# Manual Mk2 TT



## vonnie77 (May 4, 2011)

Do they make a manual TT for the MK2 other than the 3.2?
What years did they make the manual 3.2 I can only seem to find 2008 and 2009. 

The TTRS does not count as I cannot afford one.


----------



## mtbscoTT (Jan 14, 2003)

All Gen 2 TT's sold in the US have been DSG except for 08-09 3.2's where manual was standard, and the TT-RS. All 2.0 variations have been DSG and it was an option on 3.2's.


----------



## vonnie77 (May 4, 2011)

Thanks for verifying that I thought that was the case but i was hoping that I was wrong. You cannot get a 3.2 manual roadster either is that correct?


----------



## mtbscoTT (Jan 14, 2003)

Manual was standard in the roadster as well as the coupe although I'd guess 75% of them or more came equipped with DSG. I came close to buying a leftover 2009 3.2 S-Line coupe that had been sitting on my local dealer's lot for 15 months! Must have been trunk money from Audi by then because it was being quietly offered for almost $10K off of MSRP. I wouldn't own a DSG, but sadly there just wasn't much demand for the manuals.


----------



## syncro4all (Nov 4, 2002)

*Manuals are too rare in N/A although there are more roadsters*

I bought a TTS in 2010, I figured given my age(60+) it was a logical choice. I missed out on the 09's with manuals. I traded in my TTS two months ago when my RS arrived. After a couple of years I just get fed up with the DSG. I drove in manual mode most of the time 99.99 % and there was still too much automatic interference. I had been looking for an '09 coupe with manual but there just wasn't any. In the end the RS ended up being a logical option. BTW I am getting 10% better fuel economy with the RS than the TTS, interesting. TTRS's are not that much more than a TTS.


----------



## Stevelev (Mar 4, 2004)

syncro4all said:


> ... TTRS's are not that much more than a TTS.
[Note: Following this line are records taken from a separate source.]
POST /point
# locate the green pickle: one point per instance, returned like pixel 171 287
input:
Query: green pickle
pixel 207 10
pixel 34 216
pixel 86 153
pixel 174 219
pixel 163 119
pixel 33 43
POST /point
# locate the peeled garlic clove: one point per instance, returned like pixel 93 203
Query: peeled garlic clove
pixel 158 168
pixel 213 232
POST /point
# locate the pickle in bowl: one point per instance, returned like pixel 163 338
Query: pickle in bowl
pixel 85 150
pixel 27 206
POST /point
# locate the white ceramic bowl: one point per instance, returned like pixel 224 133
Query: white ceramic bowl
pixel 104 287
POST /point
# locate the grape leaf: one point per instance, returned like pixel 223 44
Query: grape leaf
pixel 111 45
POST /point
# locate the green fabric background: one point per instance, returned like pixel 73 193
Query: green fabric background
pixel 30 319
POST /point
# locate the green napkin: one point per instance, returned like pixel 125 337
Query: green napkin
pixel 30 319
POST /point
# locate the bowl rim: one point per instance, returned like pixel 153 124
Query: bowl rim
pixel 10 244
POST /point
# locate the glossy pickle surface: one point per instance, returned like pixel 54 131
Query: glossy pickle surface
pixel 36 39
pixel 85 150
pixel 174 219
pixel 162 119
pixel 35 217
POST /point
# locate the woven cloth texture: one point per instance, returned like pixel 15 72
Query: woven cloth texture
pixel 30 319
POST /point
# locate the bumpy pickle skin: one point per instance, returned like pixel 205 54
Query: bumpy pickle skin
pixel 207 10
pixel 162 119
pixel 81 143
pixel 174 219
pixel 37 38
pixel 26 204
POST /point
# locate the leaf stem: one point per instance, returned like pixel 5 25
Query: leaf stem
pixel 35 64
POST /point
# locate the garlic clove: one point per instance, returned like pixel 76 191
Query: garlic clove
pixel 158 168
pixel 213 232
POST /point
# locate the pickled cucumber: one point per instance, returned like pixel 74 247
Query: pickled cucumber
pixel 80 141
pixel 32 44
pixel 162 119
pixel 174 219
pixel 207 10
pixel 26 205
 hmmm ... not suggesting it isn't worth it but $10+k or 20% is a little more than "not that much" ...


----------



## sentari (Dec 4, 2011)

Did you ever think to have your DSG flashed from HPA or someone to deal with the DSG? I'd agree, though, Audi tanked the programming of it. 



syncro4all said:


> I bought a TTS in 2010, I figured given my age(60+) it was a logical choice. I missed out on the 09's with manuals. I traded in my TTS two months ago when my RS arrived. After a couple of years I just get fed up with the DSG. I drove in manual mode most of the time 99.99 % and there was still too much automatic interference. I had been looking for an '09 coupe with manual but there just wasn't any. In the end the RS ended up being a logical option. BTW I am getting 10% better fuel economy with the RS than the TTS, interesting. TTRS's are not that much more than a TTS.


----------



## vonnie77 (May 4, 2011)

Well like the Golf R, they are bringing them DSG one generation then manual the next. 

Maybe they will bring the MkIII TT in manual again  as it was standard on the Mk1 when it first came out. 

One can hope. 


I did find an 08 3.2 roadster in manual, however it was abou 800 miles away from me. I also really prefer to have the 2.0T engine.


----------